Eighty years ago, as Notre Dame was preparing to play the USC Trojans in college football, Fighting Irish coach Knute Rockne was aware that his opponent had a far better team. So he devised a plan to intimidate the opposing players.
Rockne scoured the city of South Bend, Indiana (Notre Dame's hometown), and hand-picked 100 of the largest men he could find—each at least six-foot-five and 300 pounds. He put the men in Fighting Irish uniforms and, at game time, marched them onto the field ahead of the real team. (Obviously, this was before the days of limited rosters and eligibility restrictions.)
As USC watched those giants line up on the sidelines, they forgot about their talent and their undefeated record, and they began mentally preparing themselves for a beating. Though none of the specially recruited men played during the game, their presence on the sidelines was enough to knock Southern Cal's concentration off balance.

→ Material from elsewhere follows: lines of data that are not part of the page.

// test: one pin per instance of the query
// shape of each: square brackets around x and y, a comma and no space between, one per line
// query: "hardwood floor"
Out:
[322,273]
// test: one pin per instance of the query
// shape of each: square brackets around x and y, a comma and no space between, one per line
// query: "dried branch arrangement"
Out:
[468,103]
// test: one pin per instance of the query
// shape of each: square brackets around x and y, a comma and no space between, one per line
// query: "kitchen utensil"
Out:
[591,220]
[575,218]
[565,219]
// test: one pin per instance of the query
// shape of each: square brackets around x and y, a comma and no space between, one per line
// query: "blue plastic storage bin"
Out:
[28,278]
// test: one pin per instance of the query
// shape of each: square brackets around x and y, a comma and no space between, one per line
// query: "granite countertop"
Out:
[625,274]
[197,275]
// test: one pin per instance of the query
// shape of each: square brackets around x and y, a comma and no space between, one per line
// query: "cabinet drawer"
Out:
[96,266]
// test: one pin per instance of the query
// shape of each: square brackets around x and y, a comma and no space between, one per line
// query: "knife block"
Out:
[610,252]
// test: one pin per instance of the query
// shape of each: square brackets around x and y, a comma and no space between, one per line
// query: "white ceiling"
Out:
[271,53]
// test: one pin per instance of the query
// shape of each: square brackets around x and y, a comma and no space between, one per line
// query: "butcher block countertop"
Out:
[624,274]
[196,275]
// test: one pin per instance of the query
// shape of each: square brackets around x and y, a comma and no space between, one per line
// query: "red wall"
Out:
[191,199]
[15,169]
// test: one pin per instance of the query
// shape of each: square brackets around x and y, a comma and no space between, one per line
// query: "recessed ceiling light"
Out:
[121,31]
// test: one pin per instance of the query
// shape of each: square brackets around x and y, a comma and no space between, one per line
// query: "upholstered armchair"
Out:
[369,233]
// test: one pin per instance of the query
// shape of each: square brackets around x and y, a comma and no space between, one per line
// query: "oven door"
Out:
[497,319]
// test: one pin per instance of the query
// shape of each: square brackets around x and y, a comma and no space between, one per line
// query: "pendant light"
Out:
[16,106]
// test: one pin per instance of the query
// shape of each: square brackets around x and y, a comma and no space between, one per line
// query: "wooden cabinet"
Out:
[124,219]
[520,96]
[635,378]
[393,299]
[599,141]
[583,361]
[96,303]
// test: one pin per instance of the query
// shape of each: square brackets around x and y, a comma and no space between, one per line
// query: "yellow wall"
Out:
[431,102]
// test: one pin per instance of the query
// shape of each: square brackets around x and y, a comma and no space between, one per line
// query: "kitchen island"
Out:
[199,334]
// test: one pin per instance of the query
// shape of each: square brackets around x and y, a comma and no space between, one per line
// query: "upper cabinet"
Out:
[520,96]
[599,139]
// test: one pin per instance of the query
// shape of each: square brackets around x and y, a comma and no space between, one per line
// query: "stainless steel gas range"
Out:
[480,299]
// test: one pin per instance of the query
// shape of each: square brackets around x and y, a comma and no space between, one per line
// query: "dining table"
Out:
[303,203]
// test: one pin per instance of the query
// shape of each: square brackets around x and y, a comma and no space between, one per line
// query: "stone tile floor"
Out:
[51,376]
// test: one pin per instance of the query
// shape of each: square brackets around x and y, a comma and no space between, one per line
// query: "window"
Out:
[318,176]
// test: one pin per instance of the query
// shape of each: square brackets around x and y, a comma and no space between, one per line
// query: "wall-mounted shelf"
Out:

Knute Rockne's trick had worked; he had intimidated the Trojan players into giving up before the game even started.
This is how fear flourishes – when all our concentration is spent comparing ourselves to the giants; comparing ourselves to the challenges in front of us. Joshua and Caleb didn’t do that. They compared the giants to God; the mission to God; the challenge to God and said, “Let’s go.”